Not a convincing anomalous signal, as expected for this sample, wavelength and quantity of data.

Note that compare_hkl also accepts the --highres argument to restrict the resolution range to one that's sensible for the specific data set.

16. Export data to CCP4, XSCALE and others

The reflection lists (files ending in .hkl here, but that naming is only a convention) are also plain text, so you can almost certainly import them easily into any crystallographic software. There are scripts in the CrystFEL scripts folder for conversion into MTZ and XSCALE formats: create-mtz and create-xscale respectively. These scripts are templates for you to modify, because you need to set things like the dataset name for the MTZ file, and the space group. Download (create-mtz or create-xscale) or copy the files to your folder and edit them. To force you to edit them first, they won't run until you delete the warning at the top of the script.

$ cp ~/crystfel/scripts/create-mtz .
$ chmod +x create-mtz
$ nano create-mtz
(set dataset name, project name, lattice parameters, symmetry etc)
$ ./create-mtz tutorial.hkl
 Input: tutorial.hkl
Output: tutorial.mtz
Running 'f2mtz'...
Done.
$ cp ~/crystfel/scripts/create-xscale .
$ chmod +x create-xscale
$ nano create-xscale
(set dataset name, project name, lattice parameters, symmetry etc)
$ ./create-xscale tutorial.hkl > tutorial-xds.hkl
Unrecognised: 'CrystFEL reflection list version 2.0'
Unrecognised: 'Symmetry: 222'
Unrecognised: '   h    k    l          I    phase   sigma(I)   nmeas'
Unrecognised: 'End of reflections'
$

Note that you must redirect the output from create-xscale to a new file (tutorial-xds.hkl).

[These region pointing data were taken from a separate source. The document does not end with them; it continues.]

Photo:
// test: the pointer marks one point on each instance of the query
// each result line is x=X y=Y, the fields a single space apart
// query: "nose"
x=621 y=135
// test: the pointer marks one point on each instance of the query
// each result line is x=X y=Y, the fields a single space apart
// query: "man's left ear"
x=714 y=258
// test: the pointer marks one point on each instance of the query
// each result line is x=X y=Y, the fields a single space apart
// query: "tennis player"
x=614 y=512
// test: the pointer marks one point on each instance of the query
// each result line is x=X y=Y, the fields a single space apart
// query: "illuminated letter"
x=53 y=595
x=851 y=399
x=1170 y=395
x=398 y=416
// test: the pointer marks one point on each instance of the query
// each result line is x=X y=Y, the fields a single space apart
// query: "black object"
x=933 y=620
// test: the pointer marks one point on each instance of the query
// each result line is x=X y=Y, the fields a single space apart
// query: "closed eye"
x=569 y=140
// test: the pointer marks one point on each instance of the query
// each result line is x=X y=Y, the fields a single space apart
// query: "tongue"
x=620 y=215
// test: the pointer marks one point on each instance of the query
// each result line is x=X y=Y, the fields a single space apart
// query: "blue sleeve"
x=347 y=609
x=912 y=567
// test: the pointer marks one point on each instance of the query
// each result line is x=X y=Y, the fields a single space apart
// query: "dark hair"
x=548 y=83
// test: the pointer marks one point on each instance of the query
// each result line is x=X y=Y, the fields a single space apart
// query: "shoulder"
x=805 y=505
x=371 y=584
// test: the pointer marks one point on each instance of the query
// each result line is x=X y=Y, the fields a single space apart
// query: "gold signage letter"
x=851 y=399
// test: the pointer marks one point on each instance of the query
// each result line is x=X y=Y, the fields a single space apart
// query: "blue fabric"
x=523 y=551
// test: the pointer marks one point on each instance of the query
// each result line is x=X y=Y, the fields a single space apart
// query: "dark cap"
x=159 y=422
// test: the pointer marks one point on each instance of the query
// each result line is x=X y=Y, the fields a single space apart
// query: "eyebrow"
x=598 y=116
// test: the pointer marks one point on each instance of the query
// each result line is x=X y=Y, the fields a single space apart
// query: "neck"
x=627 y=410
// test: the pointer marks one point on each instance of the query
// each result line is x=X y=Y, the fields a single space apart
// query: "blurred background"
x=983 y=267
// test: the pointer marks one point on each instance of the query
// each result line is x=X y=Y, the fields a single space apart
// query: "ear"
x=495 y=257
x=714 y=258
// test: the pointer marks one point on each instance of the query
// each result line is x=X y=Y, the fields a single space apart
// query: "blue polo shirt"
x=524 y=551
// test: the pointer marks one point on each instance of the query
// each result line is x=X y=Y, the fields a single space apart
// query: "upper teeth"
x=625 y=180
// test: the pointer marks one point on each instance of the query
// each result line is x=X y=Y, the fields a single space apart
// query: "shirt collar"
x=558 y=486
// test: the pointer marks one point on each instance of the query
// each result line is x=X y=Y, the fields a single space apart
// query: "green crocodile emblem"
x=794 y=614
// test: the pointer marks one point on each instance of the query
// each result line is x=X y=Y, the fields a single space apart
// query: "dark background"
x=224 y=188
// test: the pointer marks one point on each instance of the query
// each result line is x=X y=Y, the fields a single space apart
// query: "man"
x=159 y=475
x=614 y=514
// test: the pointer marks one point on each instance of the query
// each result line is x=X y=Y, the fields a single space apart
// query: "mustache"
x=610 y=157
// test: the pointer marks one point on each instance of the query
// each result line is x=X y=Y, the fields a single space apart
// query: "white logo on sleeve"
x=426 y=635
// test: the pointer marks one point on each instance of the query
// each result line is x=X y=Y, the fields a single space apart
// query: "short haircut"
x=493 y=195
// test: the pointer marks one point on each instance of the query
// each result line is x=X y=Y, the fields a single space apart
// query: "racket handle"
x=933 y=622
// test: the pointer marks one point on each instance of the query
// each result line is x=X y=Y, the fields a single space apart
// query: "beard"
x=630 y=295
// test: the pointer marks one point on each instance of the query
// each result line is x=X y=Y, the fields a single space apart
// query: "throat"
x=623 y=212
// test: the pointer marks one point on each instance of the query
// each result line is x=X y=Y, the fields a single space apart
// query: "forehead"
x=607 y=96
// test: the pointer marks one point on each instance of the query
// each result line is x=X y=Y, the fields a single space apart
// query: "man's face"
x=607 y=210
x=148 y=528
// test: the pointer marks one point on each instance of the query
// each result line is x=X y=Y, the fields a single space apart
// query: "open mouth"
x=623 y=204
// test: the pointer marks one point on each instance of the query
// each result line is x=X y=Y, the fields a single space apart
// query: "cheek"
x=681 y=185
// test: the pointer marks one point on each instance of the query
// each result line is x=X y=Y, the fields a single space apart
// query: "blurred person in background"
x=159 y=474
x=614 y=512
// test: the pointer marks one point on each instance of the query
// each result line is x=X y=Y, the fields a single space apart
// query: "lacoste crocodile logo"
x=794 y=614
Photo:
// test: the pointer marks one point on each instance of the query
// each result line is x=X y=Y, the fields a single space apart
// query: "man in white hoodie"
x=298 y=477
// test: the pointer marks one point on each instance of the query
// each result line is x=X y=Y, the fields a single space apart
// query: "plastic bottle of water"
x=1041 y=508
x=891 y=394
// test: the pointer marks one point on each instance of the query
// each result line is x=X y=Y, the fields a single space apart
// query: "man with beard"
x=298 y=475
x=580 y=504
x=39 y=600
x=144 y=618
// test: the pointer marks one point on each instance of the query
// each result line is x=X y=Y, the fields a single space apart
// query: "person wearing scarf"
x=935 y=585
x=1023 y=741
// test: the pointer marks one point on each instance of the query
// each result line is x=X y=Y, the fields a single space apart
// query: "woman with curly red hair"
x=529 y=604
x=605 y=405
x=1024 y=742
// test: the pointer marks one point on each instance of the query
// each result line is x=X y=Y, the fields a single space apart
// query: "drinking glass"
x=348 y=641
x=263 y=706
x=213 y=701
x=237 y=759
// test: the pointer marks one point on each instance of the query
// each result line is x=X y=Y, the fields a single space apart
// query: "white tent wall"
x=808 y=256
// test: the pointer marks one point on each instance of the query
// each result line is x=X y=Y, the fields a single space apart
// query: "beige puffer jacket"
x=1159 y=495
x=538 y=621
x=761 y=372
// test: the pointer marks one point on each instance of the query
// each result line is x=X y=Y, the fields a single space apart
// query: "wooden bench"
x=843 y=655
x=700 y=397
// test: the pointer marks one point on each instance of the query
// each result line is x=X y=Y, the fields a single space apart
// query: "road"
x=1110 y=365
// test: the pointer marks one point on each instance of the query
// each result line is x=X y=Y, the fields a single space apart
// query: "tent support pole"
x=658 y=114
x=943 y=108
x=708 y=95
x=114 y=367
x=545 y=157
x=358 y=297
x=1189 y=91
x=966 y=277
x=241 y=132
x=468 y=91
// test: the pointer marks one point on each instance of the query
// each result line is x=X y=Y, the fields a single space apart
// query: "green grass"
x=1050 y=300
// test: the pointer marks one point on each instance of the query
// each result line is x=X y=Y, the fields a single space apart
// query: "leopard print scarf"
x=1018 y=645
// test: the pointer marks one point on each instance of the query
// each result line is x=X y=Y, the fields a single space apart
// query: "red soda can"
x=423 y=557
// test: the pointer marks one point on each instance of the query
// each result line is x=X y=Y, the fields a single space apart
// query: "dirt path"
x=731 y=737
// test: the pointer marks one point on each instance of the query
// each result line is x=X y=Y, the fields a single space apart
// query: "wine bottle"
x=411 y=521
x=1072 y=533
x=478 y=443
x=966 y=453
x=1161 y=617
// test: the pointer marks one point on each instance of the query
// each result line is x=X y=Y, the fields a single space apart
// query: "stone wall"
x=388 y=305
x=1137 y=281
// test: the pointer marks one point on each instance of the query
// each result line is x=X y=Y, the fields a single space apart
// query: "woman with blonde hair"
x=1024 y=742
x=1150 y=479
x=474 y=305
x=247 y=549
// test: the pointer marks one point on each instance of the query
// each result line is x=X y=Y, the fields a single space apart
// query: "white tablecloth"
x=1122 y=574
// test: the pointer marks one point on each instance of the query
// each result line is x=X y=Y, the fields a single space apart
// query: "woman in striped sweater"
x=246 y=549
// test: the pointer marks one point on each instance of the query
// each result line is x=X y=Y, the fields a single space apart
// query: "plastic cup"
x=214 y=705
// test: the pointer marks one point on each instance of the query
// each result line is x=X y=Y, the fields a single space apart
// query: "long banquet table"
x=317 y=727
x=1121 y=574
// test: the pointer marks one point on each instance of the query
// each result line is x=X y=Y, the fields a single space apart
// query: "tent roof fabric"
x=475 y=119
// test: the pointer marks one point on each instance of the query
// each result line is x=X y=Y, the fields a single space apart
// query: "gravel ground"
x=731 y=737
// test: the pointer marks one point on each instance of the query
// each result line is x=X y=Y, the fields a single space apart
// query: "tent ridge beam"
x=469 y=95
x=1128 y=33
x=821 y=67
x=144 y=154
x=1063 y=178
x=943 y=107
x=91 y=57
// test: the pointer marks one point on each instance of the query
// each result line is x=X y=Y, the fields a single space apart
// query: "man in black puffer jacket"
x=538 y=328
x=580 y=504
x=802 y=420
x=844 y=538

You can safely ignore the "Unrecognised" messages from create-xscale — these are normal.

17. Conclusion

Congratulations! You've successfully processed a data set using CrystFEL. Now it's time to process your own data.

Your next port of call should be the manual pages, which contain comprehensive information about all of the command-line options. You should also read the best practice guidelines, which should now mostly make sense to you.

Good luck!